Recent developments in complexity science enable the study of the effect of social influences on the diffusion of new innovations, along with the spread of information through the overlapping communities to which people belong. This paper describes work by an interdisciplinary team of engineers, mathematicians and social scientists applying these ideas to modelling the diffusion of domestic energy innovations on a social network at the city level. We ultimately aim to develop tools to inform decision-making by local authorities and others seeking to promote the adoption of such innovations as part of strategies to mitigate climate change.
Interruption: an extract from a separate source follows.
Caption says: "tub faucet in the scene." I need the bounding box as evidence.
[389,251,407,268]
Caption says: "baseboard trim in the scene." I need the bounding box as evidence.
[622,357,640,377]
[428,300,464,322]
The model developed in this work represents individual households as nodes on a complex network, whose adoption of an energy innovation is based on a combination of personal and social benefit, where social benefit includes positive feedback from an individual's personal social network and from the wider population. Different types of household will weight these three factors differently according to their preferences.

Numerical simulations have previously been carried out to explore the diffusion of energy innovation on various network topologies, based on a homogeneous population of households in the model. This paper describes an updated version of the model in which households are assigned different parameters, to reflect different preferences, making the population heterogeneous, and thus more like a real social system.

The paper compares this model with existing models that address related questions. We describe the way in which real-world data on household preferences, gathered through a survey and other sources, are incorporated into the simulations, and discuss the incorporation of this data into the model and how this can influence the results.

Finally, we discuss potential applications and extensions of the model, in relation to informing decision-making on the uptake of pro-environmental innovations.